I was settling in with my crochet, enjoying the peace while Larkin slept solidly. All of the sudden, from the bedroom, he let out a frightened yelp. I threw down my crochet, and darted into the room. In the dim light, I could see him tossing a bit and whimpering but realized that he was still asleep. I yanked the barricading pillows out of the way with one hand, while reaching with the other to feel his cheek for fever. His head was cool, but he was obviously having a bad dream.
I laid down in bed beside him, and prepared to offer a nursing – his usual nighttime request. Before I could position myself, he turned to me. There, in the golden glow of the nightlight, he curled in tight beside me. He rolled until we were belly to belly, and rested his head on my chest. I wrapped my arm around him, and he reached out his small, soft, dry, warm hand and held on tight to my hand. I stroked the tiny dimples on his knuckles and he squeezed my fingers.
I leaned in and kissed his forehead, then buried my nose in his hair. The fine, puffy, dandelion fluff of his hair tickled my nose. The sharp smell of his lemon organic shampoo mixed with the beachy scent of his sunscreen that never totally comes off in the bath, but it was all pushed aside for the decidedly little boy/baby head smell that is a perfume all his own.
I kissed his little head over and over, until the whimpers stopped and his little body relaxed. I rested my cheek on his head to double check for fever, and considered drifting off to sleep in the sweetness of the cuddles. Then he stiffened and cried out again, stopping short only when he reached out and realized he was still in my arms. My heart broke at the sadness of his fear and trembled with the power of our connection that just my presence was enough to offer such peace.

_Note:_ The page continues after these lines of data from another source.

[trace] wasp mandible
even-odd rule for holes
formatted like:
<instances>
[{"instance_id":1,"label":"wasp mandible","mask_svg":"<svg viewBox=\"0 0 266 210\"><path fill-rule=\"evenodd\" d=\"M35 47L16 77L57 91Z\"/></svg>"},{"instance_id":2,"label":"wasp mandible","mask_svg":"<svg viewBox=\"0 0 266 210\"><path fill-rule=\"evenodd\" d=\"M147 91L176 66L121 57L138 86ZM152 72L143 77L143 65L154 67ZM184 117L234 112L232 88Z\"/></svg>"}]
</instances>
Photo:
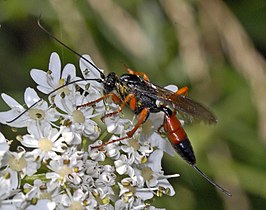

We laid like that for several minutes as he settled back into a peaceful sleep. I held him tight and wondered what he could possibly be seeing in his dreams to cause such discomfort. (Seriously though, what does such a precious child in such a sheltered environment have nightmares about? Weaning, maybe?) Eventually, he rolled away from me, and settled into his usual starfish position, sprawled across as much of our bed as he can possibly occupy. I slid out of bed, and came back out here to the living room – but I left my heart back in the bedroom, in Larkin’s safekeeping… just where it’s been since the first time he laid his head on my chest.